Diageo is also affected. The company expects to feel the impact of the Supreme Court decision to last at least until September 2017.
We expect the impact to be mitigated eventually and where it doesn’t get mitigated the consumption will shift to other outlets,” said Anand Kripalu, CEO of Diageo-owned United Spirits in a presentation for shareholders, as per Business Today.
Until the beginning of 2019, Big Alcohol saw two consecutive years of decline in India. 2017 was the worst year in more than decade for the alcohol industry in India, as the market shrank 3% to 328 million cases, according to The Economic Times.
All this is evidence about how effective alcohol control can affect the alcohol industry and why they oppose such cost-effective, high-impact road safety measures.
Education programs instead of evidence-based alcohol policy measures
Instead, the alcohol industry focuses on ineffective education programs. For example, in India Diageo runs the Youth Road Safety Learners License Programme that attempts to create a formal training program for young people, in collaboration with the Institute of Road Traffic Education (IRTE).
Honestly, I am shocked and pained to know that the government needs crutches of a liquor company, Diageo, to run the program,” said road safety expert Harman Singh Sidhu, President of ArriveSafe, per The Epoch Times.
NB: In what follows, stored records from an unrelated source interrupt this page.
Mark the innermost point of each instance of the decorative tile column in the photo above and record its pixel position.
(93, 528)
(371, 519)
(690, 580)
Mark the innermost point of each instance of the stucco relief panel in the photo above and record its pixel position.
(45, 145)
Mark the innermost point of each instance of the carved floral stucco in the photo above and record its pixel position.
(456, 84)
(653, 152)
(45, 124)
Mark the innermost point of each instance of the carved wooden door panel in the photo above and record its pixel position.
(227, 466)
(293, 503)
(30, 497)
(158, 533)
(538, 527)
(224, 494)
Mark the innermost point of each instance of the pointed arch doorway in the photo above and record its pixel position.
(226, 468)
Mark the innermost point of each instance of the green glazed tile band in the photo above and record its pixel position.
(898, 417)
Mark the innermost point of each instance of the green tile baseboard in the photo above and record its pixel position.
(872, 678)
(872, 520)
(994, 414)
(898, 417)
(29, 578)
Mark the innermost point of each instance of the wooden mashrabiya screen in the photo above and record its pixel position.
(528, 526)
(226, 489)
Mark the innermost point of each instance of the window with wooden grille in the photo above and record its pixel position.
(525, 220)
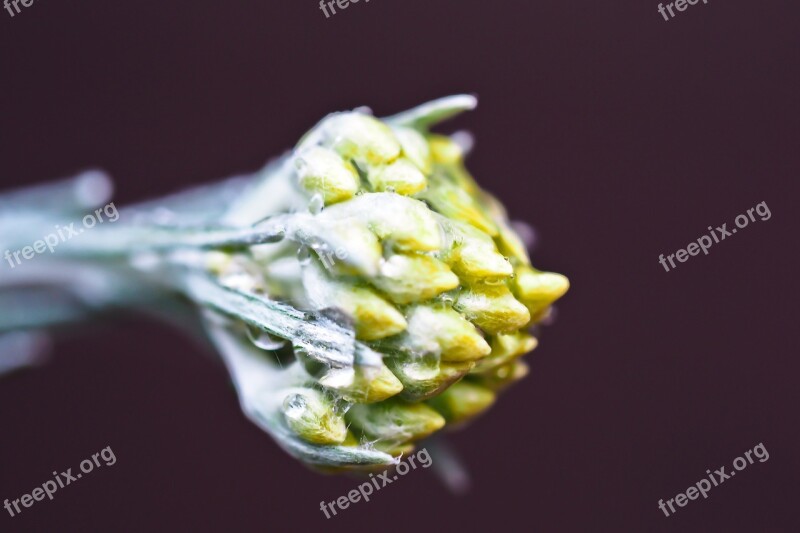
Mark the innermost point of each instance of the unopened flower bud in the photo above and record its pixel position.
(462, 401)
(309, 414)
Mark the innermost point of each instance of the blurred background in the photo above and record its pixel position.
(617, 135)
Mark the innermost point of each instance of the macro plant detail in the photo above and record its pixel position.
(362, 290)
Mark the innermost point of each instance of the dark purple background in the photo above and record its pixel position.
(618, 135)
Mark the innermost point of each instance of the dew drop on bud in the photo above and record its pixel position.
(304, 255)
(316, 204)
(294, 406)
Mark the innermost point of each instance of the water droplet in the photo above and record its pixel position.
(316, 204)
(294, 406)
(265, 341)
(304, 255)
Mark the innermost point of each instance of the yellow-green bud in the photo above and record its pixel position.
(395, 421)
(407, 278)
(501, 377)
(462, 401)
(309, 414)
(323, 171)
(415, 147)
(367, 385)
(472, 254)
(537, 290)
(373, 317)
(362, 138)
(506, 348)
(404, 223)
(456, 203)
(492, 308)
(400, 176)
(445, 332)
(422, 380)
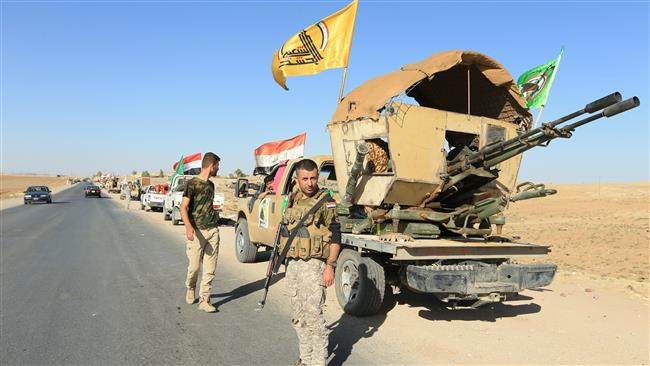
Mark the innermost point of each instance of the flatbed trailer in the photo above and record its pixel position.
(433, 249)
(458, 271)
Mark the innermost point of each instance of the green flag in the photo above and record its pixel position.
(180, 169)
(535, 83)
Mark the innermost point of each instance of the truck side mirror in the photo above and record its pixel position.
(241, 189)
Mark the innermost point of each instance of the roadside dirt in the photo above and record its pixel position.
(597, 230)
(580, 319)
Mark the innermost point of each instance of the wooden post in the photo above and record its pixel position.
(539, 115)
(468, 94)
(347, 61)
(345, 74)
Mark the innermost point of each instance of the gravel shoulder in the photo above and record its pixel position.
(580, 319)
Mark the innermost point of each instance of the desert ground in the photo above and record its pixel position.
(594, 312)
(590, 314)
(600, 230)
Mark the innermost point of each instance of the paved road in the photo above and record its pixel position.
(85, 283)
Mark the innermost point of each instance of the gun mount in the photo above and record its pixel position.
(452, 159)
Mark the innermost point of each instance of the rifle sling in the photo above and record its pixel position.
(294, 232)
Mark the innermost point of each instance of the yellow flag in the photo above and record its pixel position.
(321, 46)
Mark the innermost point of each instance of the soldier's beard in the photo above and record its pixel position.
(309, 191)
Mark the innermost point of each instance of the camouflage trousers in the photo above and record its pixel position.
(204, 249)
(305, 284)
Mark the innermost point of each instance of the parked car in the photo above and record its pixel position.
(92, 190)
(151, 199)
(38, 194)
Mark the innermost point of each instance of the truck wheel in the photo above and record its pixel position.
(245, 251)
(360, 283)
(176, 220)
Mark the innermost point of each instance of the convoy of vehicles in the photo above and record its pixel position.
(92, 191)
(152, 198)
(35, 194)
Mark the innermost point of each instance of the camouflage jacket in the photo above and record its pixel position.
(201, 195)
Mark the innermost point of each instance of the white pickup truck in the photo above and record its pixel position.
(172, 205)
(150, 199)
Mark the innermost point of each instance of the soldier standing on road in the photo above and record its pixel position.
(127, 195)
(200, 220)
(311, 263)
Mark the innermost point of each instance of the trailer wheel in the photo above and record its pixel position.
(360, 283)
(245, 251)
The World Health Organization recommends in its SAFER technical package that strategies to reduce harm associated with driving under the influence should include deterrent measures that aim to reduce the likelihood that a person will drive under the influence of alcohol, and measures that create a safer driving environment in order to reduce both the likelihood and severity of harm associated with alcohol-influenced crashes.